I’ve often used a variety of poetry writing stations to free my students up from their own expectations of writing poetry and get them to try new things in a low risk situation. I make minor changes to the stations each year.

This year, I revived a station a former co-teacher introduced me to several years ago, and which I haven’t used in three years: bibliomancy. In it, students follow these directions to write a poem prophesying the future:

Step 1: Think of a good a question about the future. Write down your question. (I direct students to ask something that “seems important,” rather than something mundane, like “what will I wear tomorrow?”)

Step 2: Open a book to a random page, close your eyes, and place your finger on the page.

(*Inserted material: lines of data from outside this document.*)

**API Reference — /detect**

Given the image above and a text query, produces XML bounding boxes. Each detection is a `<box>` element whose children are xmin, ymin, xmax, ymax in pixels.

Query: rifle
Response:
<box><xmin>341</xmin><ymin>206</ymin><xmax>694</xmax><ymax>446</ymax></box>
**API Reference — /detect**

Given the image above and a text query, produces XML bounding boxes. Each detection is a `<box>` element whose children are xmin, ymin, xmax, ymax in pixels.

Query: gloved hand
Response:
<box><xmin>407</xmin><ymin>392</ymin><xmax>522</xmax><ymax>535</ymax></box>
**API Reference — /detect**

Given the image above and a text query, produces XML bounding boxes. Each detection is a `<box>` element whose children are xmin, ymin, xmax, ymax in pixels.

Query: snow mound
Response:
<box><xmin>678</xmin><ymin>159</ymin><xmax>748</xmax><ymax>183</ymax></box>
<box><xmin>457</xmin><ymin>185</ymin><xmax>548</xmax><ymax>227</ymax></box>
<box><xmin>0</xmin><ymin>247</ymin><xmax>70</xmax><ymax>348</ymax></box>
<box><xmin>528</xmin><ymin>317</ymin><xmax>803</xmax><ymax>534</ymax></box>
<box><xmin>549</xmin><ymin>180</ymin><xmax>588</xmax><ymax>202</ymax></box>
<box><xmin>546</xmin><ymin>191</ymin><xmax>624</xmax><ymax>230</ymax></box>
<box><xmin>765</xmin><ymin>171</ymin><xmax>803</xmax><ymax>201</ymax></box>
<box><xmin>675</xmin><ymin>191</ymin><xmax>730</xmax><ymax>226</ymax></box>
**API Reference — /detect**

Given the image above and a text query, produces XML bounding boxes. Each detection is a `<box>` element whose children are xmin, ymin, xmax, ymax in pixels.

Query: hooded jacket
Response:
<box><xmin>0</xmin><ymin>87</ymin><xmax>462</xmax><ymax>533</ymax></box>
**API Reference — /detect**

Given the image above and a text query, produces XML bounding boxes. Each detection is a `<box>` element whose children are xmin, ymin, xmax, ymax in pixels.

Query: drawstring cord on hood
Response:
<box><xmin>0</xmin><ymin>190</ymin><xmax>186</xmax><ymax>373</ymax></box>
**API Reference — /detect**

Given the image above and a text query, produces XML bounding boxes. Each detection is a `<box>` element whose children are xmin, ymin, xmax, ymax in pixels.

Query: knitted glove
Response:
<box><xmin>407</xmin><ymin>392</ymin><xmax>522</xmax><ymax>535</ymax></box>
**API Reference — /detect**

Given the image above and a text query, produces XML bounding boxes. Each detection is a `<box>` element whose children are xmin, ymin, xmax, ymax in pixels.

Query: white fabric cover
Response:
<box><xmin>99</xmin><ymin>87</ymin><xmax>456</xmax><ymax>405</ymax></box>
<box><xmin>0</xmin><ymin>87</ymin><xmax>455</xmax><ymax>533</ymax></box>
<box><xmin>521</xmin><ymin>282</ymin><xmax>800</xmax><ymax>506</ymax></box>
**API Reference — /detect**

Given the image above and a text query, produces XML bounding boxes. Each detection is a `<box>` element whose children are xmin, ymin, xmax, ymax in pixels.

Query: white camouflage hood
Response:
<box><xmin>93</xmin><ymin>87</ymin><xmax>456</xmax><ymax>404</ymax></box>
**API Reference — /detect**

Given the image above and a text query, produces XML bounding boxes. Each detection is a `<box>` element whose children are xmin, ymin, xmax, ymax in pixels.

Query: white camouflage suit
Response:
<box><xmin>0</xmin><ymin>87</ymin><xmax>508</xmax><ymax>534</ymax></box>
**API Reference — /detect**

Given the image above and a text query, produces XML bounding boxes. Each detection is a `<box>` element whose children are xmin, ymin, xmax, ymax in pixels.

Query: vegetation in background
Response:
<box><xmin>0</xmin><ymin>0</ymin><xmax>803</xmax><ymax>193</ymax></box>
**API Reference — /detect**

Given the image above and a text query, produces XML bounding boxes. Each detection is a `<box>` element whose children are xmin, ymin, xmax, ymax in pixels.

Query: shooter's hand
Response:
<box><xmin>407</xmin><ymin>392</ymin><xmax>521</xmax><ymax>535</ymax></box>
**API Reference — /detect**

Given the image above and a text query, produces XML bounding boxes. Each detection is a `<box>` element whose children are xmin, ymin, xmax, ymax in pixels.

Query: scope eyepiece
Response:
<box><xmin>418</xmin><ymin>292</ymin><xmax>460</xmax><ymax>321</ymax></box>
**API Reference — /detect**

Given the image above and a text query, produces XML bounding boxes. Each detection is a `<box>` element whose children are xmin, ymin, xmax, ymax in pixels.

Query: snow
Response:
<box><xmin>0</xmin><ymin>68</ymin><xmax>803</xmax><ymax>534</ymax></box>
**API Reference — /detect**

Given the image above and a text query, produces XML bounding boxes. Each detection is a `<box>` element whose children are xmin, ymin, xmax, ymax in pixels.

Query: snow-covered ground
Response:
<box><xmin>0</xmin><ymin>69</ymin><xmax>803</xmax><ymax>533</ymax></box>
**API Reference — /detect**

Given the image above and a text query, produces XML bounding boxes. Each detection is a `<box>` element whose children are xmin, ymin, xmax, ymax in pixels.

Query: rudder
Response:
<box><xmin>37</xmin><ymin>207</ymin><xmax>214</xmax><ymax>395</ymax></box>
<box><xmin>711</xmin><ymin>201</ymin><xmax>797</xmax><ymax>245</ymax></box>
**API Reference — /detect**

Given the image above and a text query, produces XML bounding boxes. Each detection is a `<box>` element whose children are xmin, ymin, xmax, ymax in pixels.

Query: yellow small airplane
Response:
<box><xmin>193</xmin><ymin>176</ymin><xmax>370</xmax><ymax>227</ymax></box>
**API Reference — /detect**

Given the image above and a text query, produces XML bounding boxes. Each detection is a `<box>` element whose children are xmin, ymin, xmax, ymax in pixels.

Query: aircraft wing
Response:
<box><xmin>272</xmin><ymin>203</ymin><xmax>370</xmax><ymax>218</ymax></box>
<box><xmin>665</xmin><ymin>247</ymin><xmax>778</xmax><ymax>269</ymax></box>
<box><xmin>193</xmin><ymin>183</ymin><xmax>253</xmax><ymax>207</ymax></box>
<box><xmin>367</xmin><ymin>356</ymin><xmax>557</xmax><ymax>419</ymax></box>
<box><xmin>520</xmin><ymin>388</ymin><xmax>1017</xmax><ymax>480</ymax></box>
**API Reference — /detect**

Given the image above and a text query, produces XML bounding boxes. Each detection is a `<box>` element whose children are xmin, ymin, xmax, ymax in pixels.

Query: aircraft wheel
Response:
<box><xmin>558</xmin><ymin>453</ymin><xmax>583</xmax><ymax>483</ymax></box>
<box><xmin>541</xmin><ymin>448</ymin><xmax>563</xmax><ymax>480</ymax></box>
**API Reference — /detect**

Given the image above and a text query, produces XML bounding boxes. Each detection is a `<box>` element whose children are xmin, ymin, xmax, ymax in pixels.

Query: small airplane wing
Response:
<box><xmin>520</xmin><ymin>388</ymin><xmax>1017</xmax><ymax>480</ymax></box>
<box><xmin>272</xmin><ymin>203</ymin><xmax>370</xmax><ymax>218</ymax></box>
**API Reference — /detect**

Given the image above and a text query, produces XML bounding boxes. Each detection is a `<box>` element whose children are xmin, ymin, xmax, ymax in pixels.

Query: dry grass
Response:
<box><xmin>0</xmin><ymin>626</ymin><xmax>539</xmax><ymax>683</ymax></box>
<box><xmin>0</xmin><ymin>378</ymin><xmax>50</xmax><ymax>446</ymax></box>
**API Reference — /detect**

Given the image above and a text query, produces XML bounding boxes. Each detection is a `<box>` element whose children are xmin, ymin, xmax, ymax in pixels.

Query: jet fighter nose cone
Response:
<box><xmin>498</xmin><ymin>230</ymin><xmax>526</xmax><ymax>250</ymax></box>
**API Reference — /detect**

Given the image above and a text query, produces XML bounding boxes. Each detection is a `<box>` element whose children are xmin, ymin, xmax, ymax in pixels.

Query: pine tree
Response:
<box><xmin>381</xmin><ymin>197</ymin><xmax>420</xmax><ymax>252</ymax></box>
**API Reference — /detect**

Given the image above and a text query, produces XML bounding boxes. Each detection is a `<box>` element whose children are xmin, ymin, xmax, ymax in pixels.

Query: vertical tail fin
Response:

Whatever word is closest to your finger, write it down.

Step 3: Repeat this process with five more books, until you have a total of six words.

Step 4: Use these six words to make up a prophecy. Write a poem that uses these six words to communicate the prophecy. You can add as many other words as you like. Don’t worry if others may not fully understand the meaning of the prophecy. They often take a lifetime to decipher.

For the students who really take on this challenge, the results can be very cool. But this year, I found myself more focused on the questions students were asking.

There were the usual categories of questions that students are always asking.


  • Who will I become?
  • What will I be when I grow up?
  • Will I have a good life?
  • Will I ever find true love?
  • Will my fears still exist?

Reading these questions always gives me pangs of compassion for my students, who are in the throes of adolescence. What caught my attention, though, was a new category of questions I had not seen before—questions about humankind in general, and its future.

First, I noticed that more students asked questions that were less about themselves as individuals and more concerned about humanity.


  • Will there ever be true happiness in the world?
  • What does the future have in store for us?

I noticed an awareness of our rapidly changing living conditions, also not something I noticed the last time I did this.


  • Will there be life on Mars?
  • Will there be robots?
  • Will our old customs still be alive?

Finally, there were genuine worries about what will happen to us.


  • Will the world end?
  • Will mankind still be alive?

The number of students who asked questions along these lines stunned me. Students are markedly more worried about the future of us all than they were just a few years ago. Maybe it’s all the dystopian fiction; maybe it’s the growing reality climate change; maybe it’s the impending threat of nuclear warfare. I shouldn’t be surprised. I am more worried too, but somehow seeing these concerns reflected in—and shouldered by—the next generation makes it more real and troubling.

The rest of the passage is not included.